I knew were available to me at home when inspiration struck.

I had taken a couple of bacon ends to Montauk with me with the intent of dicing them up, frying them off and then tossing with some fresh, late season green beans for dinner one night.  As the successive waves of provisions were loaded into the fridge at the borrowed house, the bacon got lost in the shuffle, only to be found when we were packing everything up to return home. 

Also in the fridge was a piece of bleu cheese…two different kinds, actually.  A piece of gorgonzola and a piece of stilton; the former had been served with cocktails one evening and the latter with honey as dessert.  Somehow, I had inherited them both when we broke camp.

There was a rustic country loaf I had baked sitting, untouched on the counter.

Suddenly, I had a plan.

Upon entering the house, I made straight for the kitchen.  The cheese and the bacon were retrieved from the icebox.  A small frying pan was placed on the stove over a medium flame and in went the pork.

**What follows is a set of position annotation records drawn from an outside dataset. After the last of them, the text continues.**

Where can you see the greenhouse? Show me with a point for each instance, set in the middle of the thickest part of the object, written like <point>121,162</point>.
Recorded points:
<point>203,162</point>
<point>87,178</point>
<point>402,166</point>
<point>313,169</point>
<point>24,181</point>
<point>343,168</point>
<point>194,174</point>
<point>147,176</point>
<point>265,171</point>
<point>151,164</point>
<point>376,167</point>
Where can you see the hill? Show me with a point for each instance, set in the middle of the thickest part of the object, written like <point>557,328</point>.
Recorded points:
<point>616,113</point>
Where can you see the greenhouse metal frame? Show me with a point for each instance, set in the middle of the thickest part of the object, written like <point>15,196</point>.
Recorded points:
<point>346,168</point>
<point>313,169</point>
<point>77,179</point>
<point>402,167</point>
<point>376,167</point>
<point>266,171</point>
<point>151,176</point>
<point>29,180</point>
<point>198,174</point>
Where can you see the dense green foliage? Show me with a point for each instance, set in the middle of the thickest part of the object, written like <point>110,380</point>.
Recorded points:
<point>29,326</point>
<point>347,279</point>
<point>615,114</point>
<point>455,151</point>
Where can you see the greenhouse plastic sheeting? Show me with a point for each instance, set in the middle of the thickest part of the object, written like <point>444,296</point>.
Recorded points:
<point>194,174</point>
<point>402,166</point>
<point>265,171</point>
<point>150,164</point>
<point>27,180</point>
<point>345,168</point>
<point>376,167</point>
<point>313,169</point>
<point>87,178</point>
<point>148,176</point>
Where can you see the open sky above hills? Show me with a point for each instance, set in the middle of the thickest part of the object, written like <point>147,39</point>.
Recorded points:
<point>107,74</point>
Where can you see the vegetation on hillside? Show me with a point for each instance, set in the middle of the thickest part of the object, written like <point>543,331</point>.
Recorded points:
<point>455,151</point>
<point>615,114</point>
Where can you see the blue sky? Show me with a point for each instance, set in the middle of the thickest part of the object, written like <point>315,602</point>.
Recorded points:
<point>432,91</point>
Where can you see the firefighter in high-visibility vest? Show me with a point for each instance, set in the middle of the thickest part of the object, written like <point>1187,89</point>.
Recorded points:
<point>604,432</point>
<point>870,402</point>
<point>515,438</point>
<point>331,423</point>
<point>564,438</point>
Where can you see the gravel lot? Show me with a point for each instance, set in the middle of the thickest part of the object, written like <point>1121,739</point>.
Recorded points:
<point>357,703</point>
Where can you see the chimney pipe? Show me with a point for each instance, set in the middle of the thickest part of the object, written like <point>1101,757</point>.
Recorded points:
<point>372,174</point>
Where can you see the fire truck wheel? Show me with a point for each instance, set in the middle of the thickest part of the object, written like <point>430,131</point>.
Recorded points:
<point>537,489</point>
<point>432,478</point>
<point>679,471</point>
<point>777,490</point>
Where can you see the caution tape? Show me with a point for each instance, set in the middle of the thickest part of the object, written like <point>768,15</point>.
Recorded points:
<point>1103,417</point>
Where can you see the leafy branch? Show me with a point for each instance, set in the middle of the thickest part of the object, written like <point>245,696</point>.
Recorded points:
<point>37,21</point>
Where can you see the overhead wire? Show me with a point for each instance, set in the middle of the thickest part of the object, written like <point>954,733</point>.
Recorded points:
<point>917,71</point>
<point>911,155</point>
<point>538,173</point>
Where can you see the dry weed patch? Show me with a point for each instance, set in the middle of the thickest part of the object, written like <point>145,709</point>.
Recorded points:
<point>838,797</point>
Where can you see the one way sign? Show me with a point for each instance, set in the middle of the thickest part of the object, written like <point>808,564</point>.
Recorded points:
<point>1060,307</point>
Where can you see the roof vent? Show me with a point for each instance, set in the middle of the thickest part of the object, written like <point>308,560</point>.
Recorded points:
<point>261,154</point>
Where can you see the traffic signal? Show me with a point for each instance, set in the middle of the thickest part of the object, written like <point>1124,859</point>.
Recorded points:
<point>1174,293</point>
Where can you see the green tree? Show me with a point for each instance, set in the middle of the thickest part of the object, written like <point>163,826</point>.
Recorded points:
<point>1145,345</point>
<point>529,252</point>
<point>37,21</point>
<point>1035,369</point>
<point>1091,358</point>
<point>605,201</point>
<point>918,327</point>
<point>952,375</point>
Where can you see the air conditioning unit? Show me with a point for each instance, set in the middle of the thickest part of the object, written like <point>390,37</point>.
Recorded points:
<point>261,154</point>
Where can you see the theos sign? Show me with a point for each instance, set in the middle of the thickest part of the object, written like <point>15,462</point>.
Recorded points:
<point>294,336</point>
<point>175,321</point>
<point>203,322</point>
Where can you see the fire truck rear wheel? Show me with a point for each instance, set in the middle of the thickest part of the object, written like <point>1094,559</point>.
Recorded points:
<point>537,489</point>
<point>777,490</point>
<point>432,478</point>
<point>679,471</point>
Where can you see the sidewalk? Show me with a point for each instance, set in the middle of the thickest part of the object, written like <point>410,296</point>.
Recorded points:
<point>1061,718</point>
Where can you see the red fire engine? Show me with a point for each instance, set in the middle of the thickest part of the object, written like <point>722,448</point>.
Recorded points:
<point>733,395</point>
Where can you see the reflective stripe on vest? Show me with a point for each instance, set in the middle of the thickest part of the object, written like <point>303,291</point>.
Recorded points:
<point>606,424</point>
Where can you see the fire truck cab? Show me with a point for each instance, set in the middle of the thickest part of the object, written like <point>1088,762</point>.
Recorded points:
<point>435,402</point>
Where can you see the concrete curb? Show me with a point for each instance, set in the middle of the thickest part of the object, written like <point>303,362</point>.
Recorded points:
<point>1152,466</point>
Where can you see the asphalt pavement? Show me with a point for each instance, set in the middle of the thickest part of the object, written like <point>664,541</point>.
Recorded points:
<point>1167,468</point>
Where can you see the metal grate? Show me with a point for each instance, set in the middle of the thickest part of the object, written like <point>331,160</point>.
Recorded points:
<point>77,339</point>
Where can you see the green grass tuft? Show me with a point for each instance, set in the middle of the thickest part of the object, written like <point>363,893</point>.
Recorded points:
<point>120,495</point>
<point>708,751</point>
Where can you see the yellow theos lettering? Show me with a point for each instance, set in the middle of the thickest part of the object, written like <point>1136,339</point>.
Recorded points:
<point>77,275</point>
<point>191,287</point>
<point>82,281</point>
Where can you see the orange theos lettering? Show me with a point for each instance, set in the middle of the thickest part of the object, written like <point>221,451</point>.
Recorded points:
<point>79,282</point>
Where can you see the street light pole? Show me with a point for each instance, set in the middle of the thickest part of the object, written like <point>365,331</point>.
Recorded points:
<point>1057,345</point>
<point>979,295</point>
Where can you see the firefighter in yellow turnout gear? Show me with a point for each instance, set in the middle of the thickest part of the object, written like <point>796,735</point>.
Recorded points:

With the pork fat slowly rendering out of the bacon, I turned to the bread and cut off the heel far enough in to get then carve off two sandwich size slices. (I confess I ate the heel with a hunk of the bleu cheese).

After turning the bacon over in the pan, I cut two very thin portions of the cheese and laid one each on the slices of bread.

At this point, the aroma of the sizzling bacon roused the dogs from their afternoon nap.  Kirby had gone out into the backyard to patrol for squirrels, but Jackson stayed in the kitchen to supervise me.  His diligence rewarded with a taste of the cheese.

When the bacon ends were fully cooked, I removed them to a cutting board and broke them down into bite-sized pieces.  Placing the bacon on top of the cheese on one piece of bread, I inverted the remaining cheese adorned slice on top and pressed down!

bacon bleu

Sandwich of bacon and bleu cheese

Voila!  Bacon and bleu cheese sandwich.